Depending on how nodes are pulled out of the “open” list, you get breadth-first or depth-first search:

• breadth-first search: visit the oldest node in the “open” list first.

• depth-first search: visit the newest node in the “open” list first.

Topological sort

We can produce a “sorted” list of all the nodes in the (directed, acyclic) graph. This sorted list respects the connections of the nodes, so that if $n_1$ is connected to $n_2$, then $n_1$ appears earlier than $n_2$ in the topologically-sorted list of nodes.

For the graph above, this is a topological sort of the nodes: $n_1, n_2, n_3$. In fact, that is the only possibility ($n_3$ cannot come before $n_2$ since $n_2$ connects to $n_3$; and of course, nothing can come before $n_1$).

Here is the general algorithm, attributed to Arther Kahn, and adapted from Wikipedia:

L = Empty list that will contain the sorted nodes
Tm = A list of nodes temporarily "marked"
Pm = A list of noded permanently "marked"

while there are unmarked nodes:
- select an unmarked node n
- topo_visit(n)

function topo_visit(node n)
- if n has a temporary mark then:
- stop (not an acyclic graph)
- if n is not marked (i.e. has not been visited yet) then:
- mark n temporarily
- for each node m connected from n:
- topo_visit(m)
- mark n permanently
- unmark n temporarily
- add n to front of L


Depending on the data structure, it might be easy or hard to produce the initial list S of nodes with no incoming connections, and to remove connections from the graph as the loop processes.

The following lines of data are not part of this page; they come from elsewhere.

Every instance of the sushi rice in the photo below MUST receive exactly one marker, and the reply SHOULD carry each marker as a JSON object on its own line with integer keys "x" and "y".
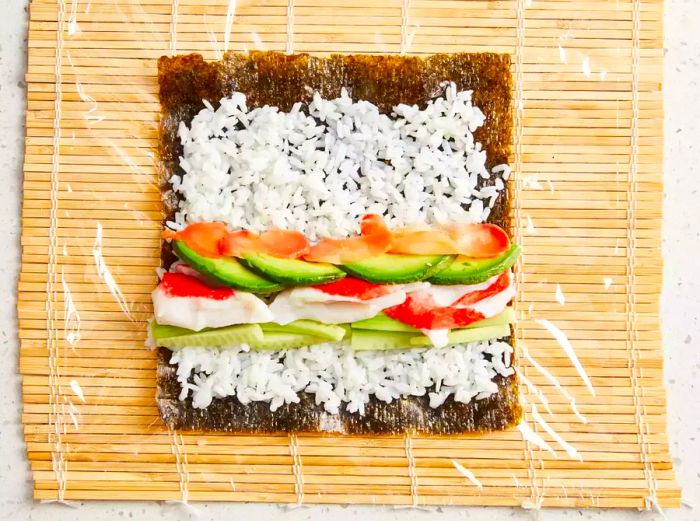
{"x": 317, "y": 169}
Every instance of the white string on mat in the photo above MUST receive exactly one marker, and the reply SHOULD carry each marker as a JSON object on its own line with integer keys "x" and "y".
{"x": 405, "y": 9}
{"x": 408, "y": 447}
{"x": 535, "y": 494}
{"x": 297, "y": 468}
{"x": 177, "y": 444}
{"x": 58, "y": 460}
{"x": 173, "y": 27}
{"x": 290, "y": 27}
{"x": 640, "y": 411}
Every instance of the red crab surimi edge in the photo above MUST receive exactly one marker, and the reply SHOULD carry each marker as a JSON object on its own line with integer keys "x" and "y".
{"x": 181, "y": 285}
{"x": 420, "y": 311}
{"x": 212, "y": 239}
{"x": 357, "y": 288}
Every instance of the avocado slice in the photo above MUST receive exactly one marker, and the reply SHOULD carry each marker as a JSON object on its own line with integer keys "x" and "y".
{"x": 292, "y": 271}
{"x": 466, "y": 270}
{"x": 226, "y": 270}
{"x": 392, "y": 268}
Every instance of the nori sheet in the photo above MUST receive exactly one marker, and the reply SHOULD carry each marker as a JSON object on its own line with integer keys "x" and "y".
{"x": 271, "y": 78}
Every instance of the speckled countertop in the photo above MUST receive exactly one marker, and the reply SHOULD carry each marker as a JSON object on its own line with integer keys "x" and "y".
{"x": 681, "y": 308}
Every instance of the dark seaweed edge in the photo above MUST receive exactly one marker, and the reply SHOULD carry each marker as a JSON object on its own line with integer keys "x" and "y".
{"x": 278, "y": 79}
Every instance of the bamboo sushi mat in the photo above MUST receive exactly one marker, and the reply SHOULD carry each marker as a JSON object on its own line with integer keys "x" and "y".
{"x": 587, "y": 156}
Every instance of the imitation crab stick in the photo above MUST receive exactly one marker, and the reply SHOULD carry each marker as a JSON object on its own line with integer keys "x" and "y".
{"x": 470, "y": 240}
{"x": 375, "y": 239}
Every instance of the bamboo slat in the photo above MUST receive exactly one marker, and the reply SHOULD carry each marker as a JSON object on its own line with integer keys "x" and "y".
{"x": 587, "y": 157}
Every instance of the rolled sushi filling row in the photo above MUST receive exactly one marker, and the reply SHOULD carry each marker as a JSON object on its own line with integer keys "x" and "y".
{"x": 386, "y": 312}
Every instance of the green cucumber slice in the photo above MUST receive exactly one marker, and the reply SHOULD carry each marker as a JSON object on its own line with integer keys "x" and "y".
{"x": 226, "y": 270}
{"x": 476, "y": 271}
{"x": 307, "y": 327}
{"x": 276, "y": 340}
{"x": 176, "y": 337}
{"x": 367, "y": 340}
{"x": 464, "y": 336}
{"x": 383, "y": 323}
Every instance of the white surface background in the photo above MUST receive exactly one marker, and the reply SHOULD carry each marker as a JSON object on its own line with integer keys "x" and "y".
{"x": 681, "y": 307}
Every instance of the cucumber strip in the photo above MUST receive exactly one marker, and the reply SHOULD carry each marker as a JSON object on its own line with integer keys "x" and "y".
{"x": 368, "y": 340}
{"x": 307, "y": 327}
{"x": 276, "y": 340}
{"x": 216, "y": 337}
{"x": 383, "y": 323}
{"x": 464, "y": 336}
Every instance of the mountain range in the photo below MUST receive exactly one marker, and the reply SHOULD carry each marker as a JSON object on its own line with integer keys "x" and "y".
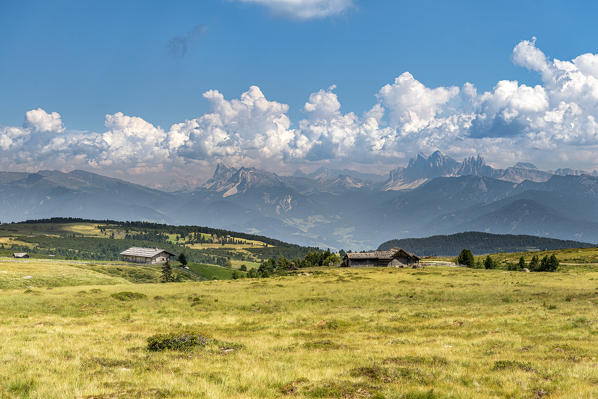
{"x": 328, "y": 207}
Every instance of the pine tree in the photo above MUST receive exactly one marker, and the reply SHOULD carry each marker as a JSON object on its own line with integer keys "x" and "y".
{"x": 182, "y": 259}
{"x": 167, "y": 276}
{"x": 553, "y": 263}
{"x": 489, "y": 263}
{"x": 522, "y": 263}
{"x": 534, "y": 264}
{"x": 466, "y": 258}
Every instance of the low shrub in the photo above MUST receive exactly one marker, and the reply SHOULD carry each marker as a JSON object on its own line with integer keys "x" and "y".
{"x": 176, "y": 341}
{"x": 128, "y": 296}
{"x": 512, "y": 365}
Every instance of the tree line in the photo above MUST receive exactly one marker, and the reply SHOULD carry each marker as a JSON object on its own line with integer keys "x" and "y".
{"x": 546, "y": 264}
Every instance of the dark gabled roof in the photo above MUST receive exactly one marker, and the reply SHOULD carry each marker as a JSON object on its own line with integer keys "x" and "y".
{"x": 144, "y": 252}
{"x": 383, "y": 255}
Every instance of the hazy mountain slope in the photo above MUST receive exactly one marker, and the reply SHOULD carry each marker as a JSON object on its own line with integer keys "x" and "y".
{"x": 479, "y": 243}
{"x": 328, "y": 208}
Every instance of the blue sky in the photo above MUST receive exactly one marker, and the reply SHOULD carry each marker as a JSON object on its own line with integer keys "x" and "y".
{"x": 86, "y": 60}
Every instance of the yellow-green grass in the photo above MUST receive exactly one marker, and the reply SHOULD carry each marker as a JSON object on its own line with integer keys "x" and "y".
{"x": 225, "y": 246}
{"x": 43, "y": 273}
{"x": 574, "y": 256}
{"x": 213, "y": 272}
{"x": 13, "y": 241}
{"x": 249, "y": 265}
{"x": 86, "y": 229}
{"x": 439, "y": 332}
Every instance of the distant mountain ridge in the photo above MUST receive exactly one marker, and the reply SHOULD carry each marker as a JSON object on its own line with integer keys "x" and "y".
{"x": 330, "y": 208}
{"x": 479, "y": 243}
{"x": 422, "y": 169}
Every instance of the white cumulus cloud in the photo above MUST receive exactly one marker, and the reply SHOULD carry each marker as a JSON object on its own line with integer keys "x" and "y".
{"x": 304, "y": 9}
{"x": 41, "y": 121}
{"x": 513, "y": 121}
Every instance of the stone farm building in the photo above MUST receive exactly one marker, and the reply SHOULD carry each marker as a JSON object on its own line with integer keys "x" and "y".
{"x": 146, "y": 255}
{"x": 396, "y": 257}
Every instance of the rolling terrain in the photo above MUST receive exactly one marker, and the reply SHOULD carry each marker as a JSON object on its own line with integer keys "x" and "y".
{"x": 331, "y": 208}
{"x": 480, "y": 243}
{"x": 437, "y": 332}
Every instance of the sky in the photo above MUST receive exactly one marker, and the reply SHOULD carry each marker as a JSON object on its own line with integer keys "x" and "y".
{"x": 160, "y": 92}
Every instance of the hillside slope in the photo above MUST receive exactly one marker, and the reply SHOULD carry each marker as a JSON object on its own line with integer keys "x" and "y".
{"x": 479, "y": 243}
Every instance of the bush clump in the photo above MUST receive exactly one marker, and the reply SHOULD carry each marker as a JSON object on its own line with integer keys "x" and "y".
{"x": 128, "y": 296}
{"x": 176, "y": 341}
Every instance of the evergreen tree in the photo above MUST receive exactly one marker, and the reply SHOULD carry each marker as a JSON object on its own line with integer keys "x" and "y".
{"x": 534, "y": 264}
{"x": 553, "y": 263}
{"x": 522, "y": 263}
{"x": 489, "y": 263}
{"x": 182, "y": 259}
{"x": 466, "y": 258}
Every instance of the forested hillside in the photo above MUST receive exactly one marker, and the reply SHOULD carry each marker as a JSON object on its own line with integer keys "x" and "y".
{"x": 83, "y": 239}
{"x": 479, "y": 243}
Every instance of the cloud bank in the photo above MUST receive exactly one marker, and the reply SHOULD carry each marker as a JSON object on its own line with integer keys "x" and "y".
{"x": 304, "y": 9}
{"x": 553, "y": 124}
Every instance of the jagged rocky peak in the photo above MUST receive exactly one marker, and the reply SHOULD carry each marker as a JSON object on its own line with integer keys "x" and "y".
{"x": 235, "y": 180}
{"x": 475, "y": 166}
{"x": 525, "y": 165}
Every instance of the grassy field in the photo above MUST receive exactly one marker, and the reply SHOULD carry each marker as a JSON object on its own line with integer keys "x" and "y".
{"x": 87, "y": 240}
{"x": 212, "y": 272}
{"x": 438, "y": 332}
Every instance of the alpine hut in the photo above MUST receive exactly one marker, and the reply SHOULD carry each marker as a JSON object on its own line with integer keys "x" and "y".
{"x": 396, "y": 257}
{"x": 146, "y": 255}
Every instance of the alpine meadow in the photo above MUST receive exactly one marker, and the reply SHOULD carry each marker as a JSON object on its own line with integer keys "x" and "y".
{"x": 340, "y": 199}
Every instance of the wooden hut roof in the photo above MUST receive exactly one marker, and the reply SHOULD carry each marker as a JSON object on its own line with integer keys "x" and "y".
{"x": 385, "y": 255}
{"x": 144, "y": 252}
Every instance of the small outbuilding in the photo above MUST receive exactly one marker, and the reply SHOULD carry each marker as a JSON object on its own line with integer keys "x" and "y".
{"x": 395, "y": 257}
{"x": 147, "y": 255}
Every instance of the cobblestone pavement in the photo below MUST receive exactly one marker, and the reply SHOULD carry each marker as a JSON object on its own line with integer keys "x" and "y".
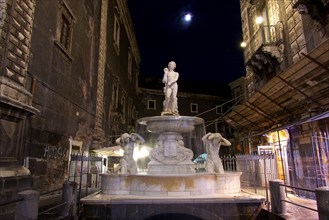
{"x": 298, "y": 213}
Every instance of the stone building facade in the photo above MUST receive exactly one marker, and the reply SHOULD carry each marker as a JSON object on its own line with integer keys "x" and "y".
{"x": 287, "y": 60}
{"x": 69, "y": 71}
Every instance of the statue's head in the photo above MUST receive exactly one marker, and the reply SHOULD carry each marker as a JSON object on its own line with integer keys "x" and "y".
{"x": 172, "y": 65}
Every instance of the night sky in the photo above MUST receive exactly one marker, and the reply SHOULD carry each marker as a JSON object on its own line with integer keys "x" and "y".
{"x": 207, "y": 48}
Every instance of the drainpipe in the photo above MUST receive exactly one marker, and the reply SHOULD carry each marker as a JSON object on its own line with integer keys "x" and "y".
{"x": 283, "y": 171}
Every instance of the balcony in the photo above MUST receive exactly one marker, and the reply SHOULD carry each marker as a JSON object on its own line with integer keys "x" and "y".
{"x": 267, "y": 38}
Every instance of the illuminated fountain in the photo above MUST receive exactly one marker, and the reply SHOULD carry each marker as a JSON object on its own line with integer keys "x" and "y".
{"x": 169, "y": 182}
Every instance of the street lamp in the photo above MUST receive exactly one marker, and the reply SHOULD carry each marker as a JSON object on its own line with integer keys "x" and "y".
{"x": 259, "y": 20}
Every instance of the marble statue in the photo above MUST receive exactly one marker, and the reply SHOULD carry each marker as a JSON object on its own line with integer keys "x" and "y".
{"x": 212, "y": 142}
{"x": 170, "y": 78}
{"x": 127, "y": 143}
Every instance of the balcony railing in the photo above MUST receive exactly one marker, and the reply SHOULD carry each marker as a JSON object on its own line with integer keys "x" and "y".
{"x": 266, "y": 35}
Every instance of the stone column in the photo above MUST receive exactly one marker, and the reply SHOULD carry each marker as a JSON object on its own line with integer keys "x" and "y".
{"x": 322, "y": 202}
{"x": 99, "y": 131}
{"x": 29, "y": 207}
{"x": 69, "y": 195}
{"x": 277, "y": 195}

Data structures for graphs

There exist a variety of data structures to represent graphs. They each have their advantages and disadvantages.

Direct pointers

We can represent nodes as a GraphNode class and the connections as a fixed set of pointers in the class. E.g.,

The “graph” itself may be a pointer to one of the nodes, such as n1, if the reset of the graph is reachable by n1, or alternatively, an array or linked list containing pointers to all of the graph’s nodes.

Graph algorithms

• The data structure is simple. It just uses pointers for the connections. All other data structures for graphs will use pointers as well, but this is the simplest way to do so.

• Requires knowing ahead of time how many connections are allowed from each node (assuming you don’t use a linked list of pointers for the connections).

• Traversing the graph requires walking through the pointers in each node. There is no global record of the connections, so if you find that some node is not connected to any others (you reach a dead end), you have to start over from the beginning, or back out.

• Deleting nodes is very difficult because you have to check all nodes to see if they are connected to the node that is to be deleted. These connections must be replaced with NULL.